Un navire militaire italien, le San Giusto, se trouve actuellement immobilisé au mouillage dans la rade de Brest. Spécialisé dans le transport et le débarquement de troupes et de véhicules, ce bâtiment fait l’objet d’une stricte mise en quarantaine depuis vendredi. La cause de cet isolement forcé est la découverte d’un cas avéré de méningite à méningocoque parmi l’équipage.
Selon les informations communiquées par la préfecture maritime de l’Atlantique, le militaire touché par la maladie a dû être évacué d’urgence du navire. Il a été immédiatement pris en charge par le personnel médical de l’hôpital d’instruction des armées Clermont-Tonnerre, situé à Brest. Les examens cliniques ont rapidement confirmé le diagnostic d’infection à méningocoque.

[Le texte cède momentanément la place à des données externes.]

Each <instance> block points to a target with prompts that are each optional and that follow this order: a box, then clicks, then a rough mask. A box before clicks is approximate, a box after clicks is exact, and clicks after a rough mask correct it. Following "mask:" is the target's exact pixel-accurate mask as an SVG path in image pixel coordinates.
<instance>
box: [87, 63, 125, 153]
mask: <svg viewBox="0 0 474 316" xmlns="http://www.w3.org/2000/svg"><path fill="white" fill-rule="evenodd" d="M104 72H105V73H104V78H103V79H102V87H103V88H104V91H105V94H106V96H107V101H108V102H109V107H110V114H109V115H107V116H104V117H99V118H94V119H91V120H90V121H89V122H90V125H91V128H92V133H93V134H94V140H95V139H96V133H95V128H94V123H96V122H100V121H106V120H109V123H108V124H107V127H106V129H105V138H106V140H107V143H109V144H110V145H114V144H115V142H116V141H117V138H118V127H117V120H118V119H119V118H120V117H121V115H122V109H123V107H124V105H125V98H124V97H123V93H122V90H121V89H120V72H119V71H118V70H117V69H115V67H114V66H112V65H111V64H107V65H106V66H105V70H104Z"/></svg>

Des mesures sanitaires préventives strictes
Afin de limiter tout risque de propagation de cette infection bactérienne hautement contagieuse, le préfet maritime a ordonné le maintien absolu du navire au mouillage. L’ensemble de l’équipage est actuellement confiné à bord, dans le strict respect des protocoles de quarantaine applicables en milieu maritime.
En parallèle, les autorités de santé ont lancé une procédure de traçage. L’objectif est d’identifier toutes les personnes ayant été en contact rapproché avec le patient infecté afin d’endiguer une potentielle transmission. L’Agence régionale de santé (ARS) a également été saisie du dossier pour suivre l’évolution de la situation de près.
Les dangers liés au méningocoque
Les infections bactériennes à méningocoque sont particulièrement redoutées par les autorités sanitaires en raison de leur évolution rapide et de leur gravité. Elles se manifestent le plus souvent par une méningite ou une septicémie, mais peuvent aussi entraîner des complications articulaires ou de sévères troubles gastro-intestinaux.
Les conséquences de cette pathologie sont loin d’être anodines et nécessitent une réactivité médicale immédiate. Dans 10 à 12 % des cas, ces infections s’avèrent mortelles. Par ailleurs, elles laissent de lourdes séquelles physiques ou neurologiques chez 20 à 25 % des patients ayant survécu à la maladie.